Data on 481 patients who had at least yearly measurements of the main glycemic and non-glycemic cardiovascular risk factors during the follow-up of five or more years were included in the analysis. The mean age of the 481 participants was 54.9 ± 10.0 years, the mean diabetes duration was 12.1 ± 6.9 years, and the average BMI was 28.73 ± 4.61 kg/m². The mean HbA1C was 56 mmol/mol, mean BP was 125/78 mmHg and mean LDL-c was 2.32 mmol/l. The percentages of patients who consumed antihypertensive medications were as follow: 37% one, 16% two, 6% three, and 1% four drugs. Angiotensin modulators were the most common antihypertensive medication used (54%). However, 40% of patients received no antihypertensive medication. The average number of repeated measurements of the main variables during the follow-up period was as follow: FBS = 9.3, 2-h post breakfast glucose = 7.3, Hb1AC = 7.8, systolic and diastolic BP = 6.6, total cholesterol = 6.2, LDL-c = 6.6, HDL-c = 5.3, and triglyceride = 6.7.

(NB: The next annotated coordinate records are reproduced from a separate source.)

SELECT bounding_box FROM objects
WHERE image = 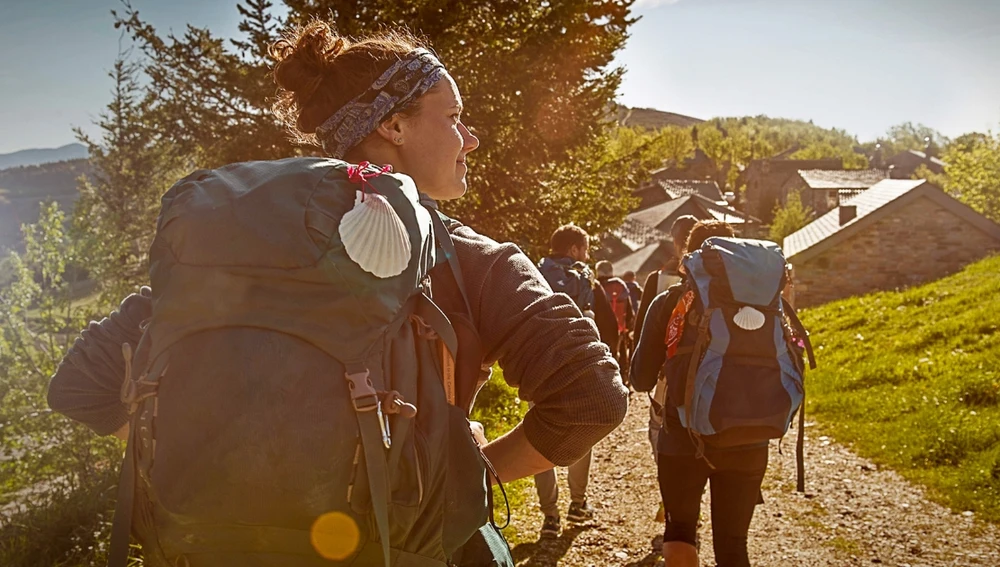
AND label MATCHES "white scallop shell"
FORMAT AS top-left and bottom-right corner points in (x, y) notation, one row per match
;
(733, 305), (765, 331)
(339, 191), (410, 278)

During a follow-up period of 5–8 years, 14.3% (n = 69) developed incident CVD and the all-cause mortality was 3.2% (n = 15). CVD subtypes were: IHD (71.1%), MI (21.7%), stroke (4.40%), PAD (1.4%) and sudden cardiac death (1.4%) in decreasing order of frequency. Baseline characteristics of the participants who did and did not develop CVD are shown in Table 1. Patients who developed incident CVD were older (56.5 ± 13.4 vs. 53.6 ± 11.6 years, p = 0.01), were more males (57.5% vs. 41%, p = 0.01), had a lower BMI (27.3 ± 4.0 vs. 28.9 ± 4.6 kg/m², p = 0.01), had a higher level of 2-h post breakfast blood glucose (14.32 ± 5.23 vs. 12.61 ± 4.90 mmol/l, p = 0.009) and were more likely to use insulin (47.8% vs. 30.8%, p = 0.006). However, there was no statistically significant difference in duration of T2DM, smoking status, blood pressure level, total cholesterol, FBS, HbA1C and blood lipid levels, serum creatinine and use of insulin between the two groups.

Table 1.

Baseline characteristics of the participants.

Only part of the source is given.